Thursday, 28 November 2013

Catastrophe by Max Hastings



Earlier this month was Remembrance Day, and in honour I read 'Catastrophe' by Max Hastings (who received a knighthood in 2002), on the history of WWI. The book describes the complex lead-up to and opening weeks of the First World War, before analysing the actual war itself. As a historian, Hasting's objective is not only to pin the principal blame for launching the catastrophic conflict where it rightly belongs (on Austria and Germany) but also to argue that Britain was politically and morally right to fight WWI.

Hastings shows how the Austrians coldly set out to destroy Serbia; how Berlin gave Vienna a “blank cheque”, assuring it of German support; how both countries ignored the certainty that Russia would pitch in on the side of its Slav protégé Serbia; and how Germany’s autocracy, under its mentally unstable Kaiser, deliberately pushed Europe over the edge. Germany recklessly gambled that Britain would stay out of the war, and that even if it did not, they could, anyhow, win it within weeks by knocking out France, before turning to deal with Russia at leisure: the same pipedream pursued by Hitler a quarter of a century later.

Hastings demonstrates the parallels between the two world wars, showing that atrocities such as the Kaiser’s armies as marching through Belgium , though smaller in scale than the Nazis’ crimes in 1939-45 (6,000 civilians murdered rather than six million), were inflicted in the same wanton spirit. With irrefutable logic Hastings argues that if it was right for Britain to wage war in defence of Poland in 1939, then it was also correct to take up arms in defence of Belgium in 1914.

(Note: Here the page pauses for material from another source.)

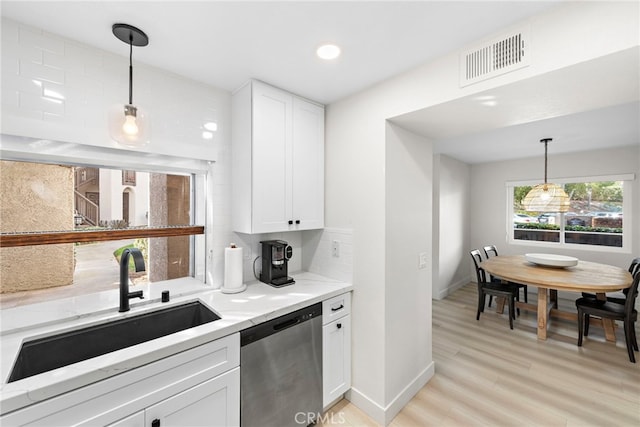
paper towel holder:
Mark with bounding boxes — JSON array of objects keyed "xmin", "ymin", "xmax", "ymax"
[{"xmin": 220, "ymin": 243, "xmax": 247, "ymax": 294}]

Coming to the war itself, Hastings is also brilliant. He looks not just at the fighting in France and Flanders, but instead across the whole of Europe, describing half-forgotten campaigns on the Drina and Danube rivers with the same spirit that he brings to the more familiar clashes at Mons, Le Cateau, the Marne and Ypres.

The book is also incredibly touching because he uses the stories of ordinary people which resonate loud and long with the reader: the conscripted clerks and scholars torn from their ledgers and books, never to return; or the wives and children, suddenly wondering where their next meal would come from, such as the family of the Russian soldier Ivan Kuchernigo. “His five-year-old daughter sat in his arms, pressing against him and saying, 'Daddy, why are you going? Why are you leaving us? Who’s going to earn money and get bread for us?’ She embraced and kissed her father whose own tears were soon flowing.” This is a magnificent and deeply moving book and Hastings has once again show his incomparable skills for writing history.